CSV works because CSV is understood by non technical people who have to deal with some amount of technicality. CSV is the friendship bridge that prevents technical and non technical people from going to war.
I can tell an MBA guy to upload a CSV file and i'll take care of it. Imagine i tell him i need everything in a PARQUET file!!! I'm no longer a team player.
Indeed the my main use is most financial services will output your records in csv, although I mostly open that in excel which sometimes gets a bit confused.
This is incorrect. Everyone uses Excel, not CSV. There are billions of people on this planet who know what to do with an .xlsx file.
Do the same with a .CSV file and you'll have to teach those people how to use the .CSV importer in Excel and also how to set up the data types for each column etc. It's a non trivial problem that forces you down to a few million people.
.CSV is a niche format for inexperienced software developers.
Among the shit I have seen in CSV, no " for strings, including those with a return char, innovative SEP, date, numbers, no escape for " within strings, rows related to the reporting tools used to export to CSV etc
True. But most of those problems are pretty easy for the non-technical person to see, understand, and (often) fix. Which strengthens the "friendship bridge".

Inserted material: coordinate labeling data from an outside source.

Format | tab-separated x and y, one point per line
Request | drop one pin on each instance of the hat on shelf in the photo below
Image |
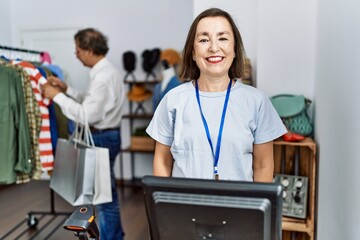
129	61
139	93
171	56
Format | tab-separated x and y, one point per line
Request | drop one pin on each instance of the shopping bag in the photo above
74	171
102	185
81	173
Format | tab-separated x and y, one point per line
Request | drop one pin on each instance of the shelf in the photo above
306	166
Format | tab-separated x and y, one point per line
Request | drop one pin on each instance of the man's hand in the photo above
56	82
49	91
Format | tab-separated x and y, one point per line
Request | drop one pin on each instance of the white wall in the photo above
5	37
286	47
337	118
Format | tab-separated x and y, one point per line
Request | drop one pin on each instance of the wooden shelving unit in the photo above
285	163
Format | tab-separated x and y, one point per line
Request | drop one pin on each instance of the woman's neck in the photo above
216	85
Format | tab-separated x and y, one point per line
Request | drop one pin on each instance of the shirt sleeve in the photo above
95	103
161	127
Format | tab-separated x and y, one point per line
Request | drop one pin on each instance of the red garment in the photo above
45	146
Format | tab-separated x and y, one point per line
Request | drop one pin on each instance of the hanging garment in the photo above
15	144
45	146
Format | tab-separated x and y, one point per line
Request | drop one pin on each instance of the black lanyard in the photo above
217	152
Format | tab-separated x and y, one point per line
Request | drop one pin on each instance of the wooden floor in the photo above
16	201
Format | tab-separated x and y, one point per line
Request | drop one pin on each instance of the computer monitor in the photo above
198	209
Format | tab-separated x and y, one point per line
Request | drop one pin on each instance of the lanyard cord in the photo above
217	152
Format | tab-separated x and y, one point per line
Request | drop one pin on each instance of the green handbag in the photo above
292	109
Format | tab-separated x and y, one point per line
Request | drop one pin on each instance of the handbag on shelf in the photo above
292	109
81	173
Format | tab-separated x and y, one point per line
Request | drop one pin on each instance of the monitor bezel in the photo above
270	191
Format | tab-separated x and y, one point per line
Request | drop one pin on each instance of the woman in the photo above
214	111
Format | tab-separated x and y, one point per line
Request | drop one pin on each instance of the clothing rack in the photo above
20	53
34	217
19	49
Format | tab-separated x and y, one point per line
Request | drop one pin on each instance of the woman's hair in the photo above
93	40
190	70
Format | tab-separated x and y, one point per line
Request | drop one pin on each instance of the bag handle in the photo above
82	133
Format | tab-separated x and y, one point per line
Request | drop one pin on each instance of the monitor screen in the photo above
197	209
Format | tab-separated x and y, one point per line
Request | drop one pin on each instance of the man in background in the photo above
102	104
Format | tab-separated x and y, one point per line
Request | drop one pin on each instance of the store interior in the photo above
309	47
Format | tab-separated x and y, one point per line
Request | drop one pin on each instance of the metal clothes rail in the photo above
33	217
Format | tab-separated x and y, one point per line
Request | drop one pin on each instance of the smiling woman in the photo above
186	122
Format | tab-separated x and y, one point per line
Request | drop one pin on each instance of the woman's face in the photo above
214	47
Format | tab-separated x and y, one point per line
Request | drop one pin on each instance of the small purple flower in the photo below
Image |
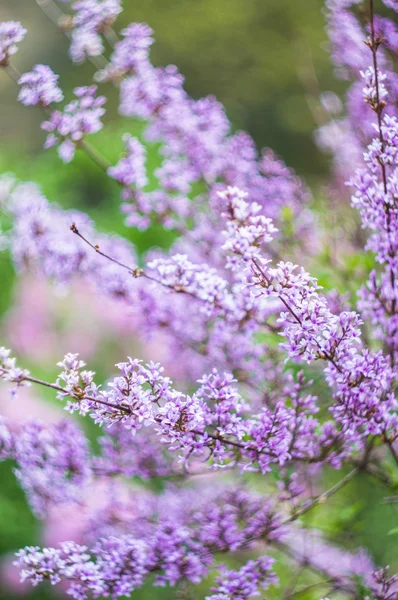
11	33
39	87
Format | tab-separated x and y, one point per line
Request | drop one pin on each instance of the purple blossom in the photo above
245	583
130	170
11	33
79	118
39	87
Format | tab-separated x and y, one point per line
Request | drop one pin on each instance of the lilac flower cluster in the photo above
53	464
11	33
79	118
213	310
39	87
91	19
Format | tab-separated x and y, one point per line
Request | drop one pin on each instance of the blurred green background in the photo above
266	60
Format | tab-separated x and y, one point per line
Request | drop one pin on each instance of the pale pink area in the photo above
69	522
47	322
26	405
10	578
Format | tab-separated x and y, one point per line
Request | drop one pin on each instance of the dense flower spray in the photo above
241	325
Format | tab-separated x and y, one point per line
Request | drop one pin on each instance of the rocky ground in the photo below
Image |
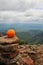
30	54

(I'm assuming the technical person can easily write a basic parsing script for the CSV data - which can flag, if not fix, most of the format problems.)

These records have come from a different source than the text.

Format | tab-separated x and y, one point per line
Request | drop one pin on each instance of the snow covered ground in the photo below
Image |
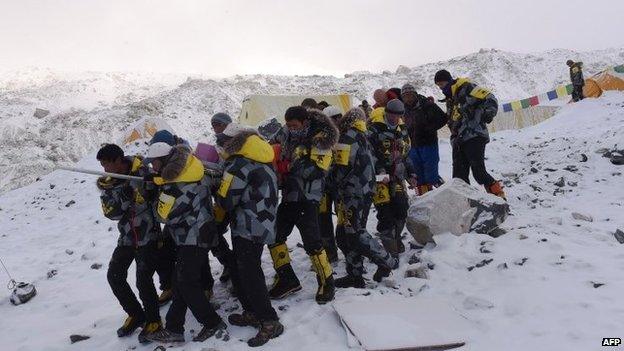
90	108
537	287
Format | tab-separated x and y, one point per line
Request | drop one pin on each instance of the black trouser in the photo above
577	93
391	215
147	263
166	261
470	155
188	290
248	279
304	215
326	225
118	272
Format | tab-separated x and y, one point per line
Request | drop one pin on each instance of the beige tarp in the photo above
257	108
144	129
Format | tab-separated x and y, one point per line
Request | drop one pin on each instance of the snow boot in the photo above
165	336
326	289
423	189
382	272
225	275
149	328
219	332
131	324
350	281
496	189
165	297
285	282
245	319
268	330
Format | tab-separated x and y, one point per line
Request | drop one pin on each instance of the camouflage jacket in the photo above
470	108
128	203
184	202
310	159
576	74
390	148
353	171
248	191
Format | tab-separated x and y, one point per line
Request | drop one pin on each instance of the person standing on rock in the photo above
390	141
248	194
423	118
128	202
576	76
185	208
353	176
305	158
469	109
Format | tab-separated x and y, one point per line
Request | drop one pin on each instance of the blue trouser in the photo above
425	160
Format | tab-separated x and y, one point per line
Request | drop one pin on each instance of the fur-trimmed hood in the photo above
323	132
354	118
181	167
249	144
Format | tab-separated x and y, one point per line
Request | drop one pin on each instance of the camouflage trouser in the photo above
354	240
391	203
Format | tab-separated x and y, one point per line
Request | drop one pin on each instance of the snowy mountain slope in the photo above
540	291
91	108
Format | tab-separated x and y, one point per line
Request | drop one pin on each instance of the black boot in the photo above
131	324
350	281
285	283
219	332
149	328
245	319
324	277
268	330
382	272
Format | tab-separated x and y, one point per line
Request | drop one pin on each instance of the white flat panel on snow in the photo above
395	323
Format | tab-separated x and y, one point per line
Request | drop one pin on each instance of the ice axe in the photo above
100	173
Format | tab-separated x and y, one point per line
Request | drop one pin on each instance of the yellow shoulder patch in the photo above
480	93
226	181
341	154
322	158
165	204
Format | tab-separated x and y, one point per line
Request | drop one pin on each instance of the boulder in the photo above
40	113
455	207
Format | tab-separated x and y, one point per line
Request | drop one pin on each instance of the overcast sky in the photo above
222	38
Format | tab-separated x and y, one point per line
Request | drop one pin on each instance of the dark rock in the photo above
74	338
52	273
414	259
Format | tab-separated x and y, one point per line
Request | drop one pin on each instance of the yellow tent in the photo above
611	79
257	108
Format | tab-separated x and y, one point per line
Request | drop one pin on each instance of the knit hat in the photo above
408	88
233	129
221	118
395	107
163	136
158	149
331	111
442	76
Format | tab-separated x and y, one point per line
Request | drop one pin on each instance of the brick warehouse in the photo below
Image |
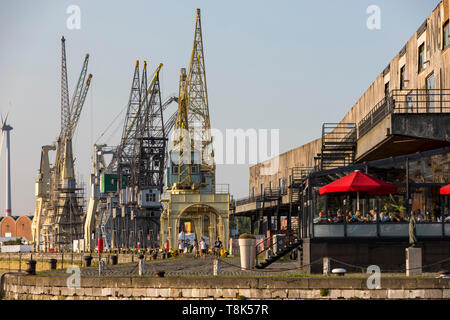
18	226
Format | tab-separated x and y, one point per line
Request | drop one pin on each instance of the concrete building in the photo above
398	131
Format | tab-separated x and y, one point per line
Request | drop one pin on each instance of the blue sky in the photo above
290	65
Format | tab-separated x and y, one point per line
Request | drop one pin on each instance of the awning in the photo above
445	190
358	182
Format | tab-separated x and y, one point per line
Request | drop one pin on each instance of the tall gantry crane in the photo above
192	152
191	187
59	208
124	208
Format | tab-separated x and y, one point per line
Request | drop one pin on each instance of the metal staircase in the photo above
338	145
278	255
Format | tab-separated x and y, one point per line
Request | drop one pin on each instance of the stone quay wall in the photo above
21	286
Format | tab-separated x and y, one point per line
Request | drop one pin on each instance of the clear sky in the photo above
290	65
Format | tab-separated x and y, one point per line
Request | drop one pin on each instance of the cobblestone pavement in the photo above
188	265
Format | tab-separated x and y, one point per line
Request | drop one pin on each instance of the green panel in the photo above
108	182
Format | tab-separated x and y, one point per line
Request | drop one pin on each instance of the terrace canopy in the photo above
358	182
445	190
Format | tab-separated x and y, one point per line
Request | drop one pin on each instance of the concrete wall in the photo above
389	256
19	287
438	63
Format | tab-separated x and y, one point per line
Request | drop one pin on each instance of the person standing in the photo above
217	247
195	248
181	247
166	246
202	248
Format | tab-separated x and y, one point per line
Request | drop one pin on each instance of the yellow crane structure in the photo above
192	195
59	209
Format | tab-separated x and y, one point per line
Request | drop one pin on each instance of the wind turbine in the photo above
7	128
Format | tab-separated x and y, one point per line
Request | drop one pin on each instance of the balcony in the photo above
405	122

For a dataset of any size, my experience is that most of the time & effort goes into handling records which do not comply with the non-technical person's beliefs about their data. Which data came from (say) an old customer database - and between bugs in the db software, and abuse by frustrated, lazy, or just ill-trained CSR's, there are all sorts of "interesting" things, which need cleaning up.
I can tell an MBA guy to upload a CSV file and i'll take care of it. Imagine i tell him i need everything in a PARQUET file!!! I'm no longer a team player.